From the time he began his career as an apprentice in 1938, Adler designed silverware and holloware in unadorned, geometric shapes inspired by the Modernist art movement of the early 1900s.
After his name became associated with Hollywood glamour in the early 1940s, he was commissioned to design mini-Oscars for Academy Award winners and crowns for Miss Universe and Miss U.S.A. as well as silver bowls, candlesticks and goblets for his celebrity clients. In the 1950s, he began to attract political leaders and socialites.
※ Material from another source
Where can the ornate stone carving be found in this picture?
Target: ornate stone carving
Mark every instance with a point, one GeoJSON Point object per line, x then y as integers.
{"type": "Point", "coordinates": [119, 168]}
One special commission he was most proud of came during John F. Kennedy's presidential campaign. Adler crafted a silver coffee urn to be used at a fund-raising event for Kennedy, who was elected in 1960. Soon afterward, he designed flatware for California Gov. Pat Brown and a silver hairbrush for Winston Churchill.
A savvy businessman as well as an artisan, Adler opened his own shops, first on Sunset Boulevard in Los Angeles, later in La Jolla, Corona del Mar and San Francisco. (A fire in 1980 destroyed the first shop, along with about $1 million in inventory and equipment.)
He once described his style as "clean lines with a bent toward the unconventional." A teapot modeled after a teardrop and a coffee urn shaped like an oversized egg were among his favorite creations.
Born in Missoula, Mont., Adler moved to Burbank with his parents as a young boy. He intended to be a building contractor, but when he met and fell in love with Helen Rebecca Blanchard, his plans changed. Her father was Porter Blanchard, a seventh-generation silversmith in the Arts and Crafts tradition. In 1938, Adler married Rebecca Blanchard and became an apprentice to her father. Two years later, he went into business for himself.
His Sunset Boulevard shop attracted Hollywood actors and actresses, several of whom took private silversmith lessons from him. One student, Katharine Hepburn, occasionally worked in the shop.
Flynn became a customer after he entered the shop, dropped a rhinoceros hoof on the counter and said, "Make an ashtray out of that." Adler's celebrity client list spurred business. "They put their stamp of approval on my work and made it fashionable," he said.
During World War II, Adler won a government contract to produce silver tubing for radar equipment, which gave him immunity from the draft and provided him with a voucher to buy silver, which was being rationed at the time.
A large man with arms strong from hammering silver, Adler was not destined to serve in the military. When his government contract ended near the end of the war, he was inducted into the Army, but was soon discharged because of allergies to onions and garlic.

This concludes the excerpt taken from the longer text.